Dans ma vie j'avais connu la souffrance, l'oppression, l'angoisse; je n'avais jamais connu l'ennui. Je ne voyais aucune objection à l'éternelle, à l'imbécile répétition du même. Bien entendu, je n'avais pas l'illusion de pouvoir en arriver là; je savais que le malheur est robuste, qu'il est ingénieux et tenace; mais c'était en tout cas une perspective qui ne m'inspirait pas la moindre inquiétude. Enfant, je pouvais passer des heures à compter les brins de trèfle dans une prairie: jamais, en plusieurs années de recherche, je n'avais trouvé de trèfle à quatre feuilles; je n'en éprouvais aucune déception, ni aucune amertume; à vrai dire, j'aurais aussi bien pu compter les brins d'herbe: tous ces brins de trèfle, avec leurs trois feuilles, me paraissaient éternellement identiques, éternellement splendides.

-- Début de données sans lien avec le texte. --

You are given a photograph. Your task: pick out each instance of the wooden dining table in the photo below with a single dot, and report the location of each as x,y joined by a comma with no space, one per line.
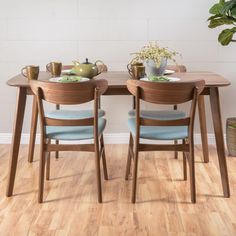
117,86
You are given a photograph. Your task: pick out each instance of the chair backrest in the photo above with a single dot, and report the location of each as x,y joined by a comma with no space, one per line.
177,68
167,94
68,94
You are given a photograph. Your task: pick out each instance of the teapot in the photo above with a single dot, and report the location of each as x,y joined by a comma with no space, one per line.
87,69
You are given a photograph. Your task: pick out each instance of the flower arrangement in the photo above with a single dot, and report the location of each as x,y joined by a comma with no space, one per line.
154,52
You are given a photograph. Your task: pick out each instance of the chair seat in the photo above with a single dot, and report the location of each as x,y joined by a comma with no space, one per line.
73,114
160,115
159,132
74,132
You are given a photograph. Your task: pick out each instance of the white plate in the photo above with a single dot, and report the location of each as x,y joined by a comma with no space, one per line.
57,79
169,72
171,79
66,71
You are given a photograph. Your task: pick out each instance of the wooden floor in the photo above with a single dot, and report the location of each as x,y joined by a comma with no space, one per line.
163,204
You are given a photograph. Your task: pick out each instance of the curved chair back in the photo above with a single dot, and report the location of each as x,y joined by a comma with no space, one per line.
165,93
68,93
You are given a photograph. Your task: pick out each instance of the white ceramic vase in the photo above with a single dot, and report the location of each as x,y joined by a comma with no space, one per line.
152,69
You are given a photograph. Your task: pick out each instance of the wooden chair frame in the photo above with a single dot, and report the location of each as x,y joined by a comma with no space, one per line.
102,68
160,94
47,91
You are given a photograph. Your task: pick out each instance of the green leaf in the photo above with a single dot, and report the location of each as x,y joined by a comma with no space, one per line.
221,21
216,9
226,36
214,17
233,12
228,6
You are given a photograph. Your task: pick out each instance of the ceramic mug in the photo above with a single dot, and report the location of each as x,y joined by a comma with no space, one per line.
54,68
31,72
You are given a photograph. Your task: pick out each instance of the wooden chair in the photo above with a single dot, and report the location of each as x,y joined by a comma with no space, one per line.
165,114
102,68
162,129
69,127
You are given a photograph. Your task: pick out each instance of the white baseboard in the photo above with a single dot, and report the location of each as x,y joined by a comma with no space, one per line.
109,138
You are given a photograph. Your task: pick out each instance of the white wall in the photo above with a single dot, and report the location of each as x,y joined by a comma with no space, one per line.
37,32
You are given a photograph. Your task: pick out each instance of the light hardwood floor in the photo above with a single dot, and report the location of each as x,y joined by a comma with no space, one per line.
163,200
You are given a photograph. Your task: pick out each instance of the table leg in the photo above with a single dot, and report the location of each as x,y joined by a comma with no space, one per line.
203,127
33,130
220,146
19,116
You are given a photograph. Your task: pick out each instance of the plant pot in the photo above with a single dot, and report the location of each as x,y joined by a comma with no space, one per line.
152,69
231,136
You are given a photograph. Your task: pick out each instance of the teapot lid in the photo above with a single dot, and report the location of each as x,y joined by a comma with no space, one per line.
86,61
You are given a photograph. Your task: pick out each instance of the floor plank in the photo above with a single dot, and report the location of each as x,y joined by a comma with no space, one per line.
163,201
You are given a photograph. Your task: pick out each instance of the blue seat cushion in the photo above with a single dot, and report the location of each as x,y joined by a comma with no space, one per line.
160,115
73,114
159,132
74,132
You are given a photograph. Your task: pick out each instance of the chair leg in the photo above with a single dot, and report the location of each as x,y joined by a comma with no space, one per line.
104,158
128,164
176,153
184,163
192,173
48,160
41,174
98,172
135,173
48,166
57,153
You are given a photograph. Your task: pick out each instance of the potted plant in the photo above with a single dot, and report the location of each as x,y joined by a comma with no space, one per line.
154,58
224,14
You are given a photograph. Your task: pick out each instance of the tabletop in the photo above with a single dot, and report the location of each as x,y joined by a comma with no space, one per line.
119,78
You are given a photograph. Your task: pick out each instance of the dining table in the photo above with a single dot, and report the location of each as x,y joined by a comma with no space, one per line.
117,86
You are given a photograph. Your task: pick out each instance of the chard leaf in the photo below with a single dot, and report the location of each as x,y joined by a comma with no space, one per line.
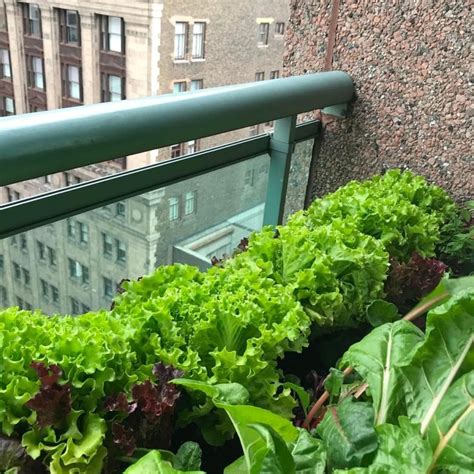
445,354
188,457
378,358
275,455
451,433
401,450
153,462
231,393
309,454
348,433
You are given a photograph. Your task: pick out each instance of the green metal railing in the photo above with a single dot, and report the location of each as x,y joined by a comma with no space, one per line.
39,144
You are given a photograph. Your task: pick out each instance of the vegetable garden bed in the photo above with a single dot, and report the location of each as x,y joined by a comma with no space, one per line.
290,357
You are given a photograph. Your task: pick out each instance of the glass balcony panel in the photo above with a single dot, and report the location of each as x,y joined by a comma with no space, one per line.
75,264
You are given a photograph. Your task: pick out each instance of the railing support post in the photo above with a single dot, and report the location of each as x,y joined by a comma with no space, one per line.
281,148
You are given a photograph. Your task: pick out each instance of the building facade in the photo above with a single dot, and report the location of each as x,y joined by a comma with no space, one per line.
69,53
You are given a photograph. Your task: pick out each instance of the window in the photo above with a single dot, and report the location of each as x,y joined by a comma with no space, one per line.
26,276
192,146
72,82
75,308
112,37
199,33
23,243
121,251
71,228
52,257
179,87
78,271
173,208
263,29
7,106
120,209
32,20
83,233
5,69
3,295
190,203
34,70
180,34
113,88
108,287
41,250
176,150
280,28
12,195
197,84
249,177
107,245
16,271
44,289
69,27
54,294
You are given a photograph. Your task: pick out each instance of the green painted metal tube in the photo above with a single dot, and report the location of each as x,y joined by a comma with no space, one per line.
38,144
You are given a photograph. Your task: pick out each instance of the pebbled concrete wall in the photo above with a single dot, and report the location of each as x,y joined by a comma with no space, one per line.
412,62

Un jour, à l'âge de douze ans, j'étais monté au sommet d'un pylône électrique en haute montagne. Pendant toute l'ascension, je n'avais pas regardé à mes pieds. Arrivé en haut, sur la plateforme, il m'avait paru compliqué et dangereux de redescendre. Les chaînes de montagnes s'étendaient à perte de vue, couronnées de neiges éternelles. Il aurait été beaucoup plus simple de rester sur place, ou de sauter. J'avais été retenu, in extremis, par la pensée de l'écrasement; mais, sinon, je crois que j'aurais pu jouir éternellement de mon vol.